Such invisibility feels suspiciously akin to unaccountability, which is hard to defend when it’s public money being disbursed. It would also be interesting to know whether those higher up in the organisation were informed of Aye Write’s plight, not to mention other controversial decisions. If they were, there would surely have been a pause for a rethink, because axing the lifeline of a long-established and much-loved event was guaranteed to cause a furore.

It’s not the first injury Glasgow has suffered. Despite its manifold shortcomings, the Edinburgh Film Festival has always seemed to receive Creative Scotland funding as if from a magic money tree, whilst the fantastic and highly popular Glasgow Film Festival is less favoured.

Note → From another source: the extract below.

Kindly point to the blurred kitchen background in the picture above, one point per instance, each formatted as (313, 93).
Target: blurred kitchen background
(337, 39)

Equally, as The Herald’s recent investigation into the fate of the Glasgow School of Art has shown, no-one is dynamically forcing its rebuilding forward. Whilst all those invested in its future – the Scottish Government, Glasgow City Council, the School of Art – need to be involved, this project appears to be on hold. Mackintosh’s masterpiece was a jewel in Glasgow’s crown, but it was also one of Scotland’s greatest buildings. As such, everyone in the country has a stake in seeing it returned to a glorious landmark of which the nation can be proud.

All of this suggests that nobody is concerned about Glasgow’s best interests or has a vision for its cultural future. Yet if Scotland is to thrive, then Glasgow must thrive. It must be treated as one of the great cultural hubs of Britain. Some of its legacy as City of Culture in 1990 remains, but it is decidedly frayed around the edges.

That the First Minister reacted to the news of Aye Write by saying he would “look at what potential support the Scottish government can give” suggests all might not be lost. Whatever the outcome, however, Creative Scotland must do some profound soul-searching, as it investigates how it reaches decisions that have such destabilising and far-reaching consequences.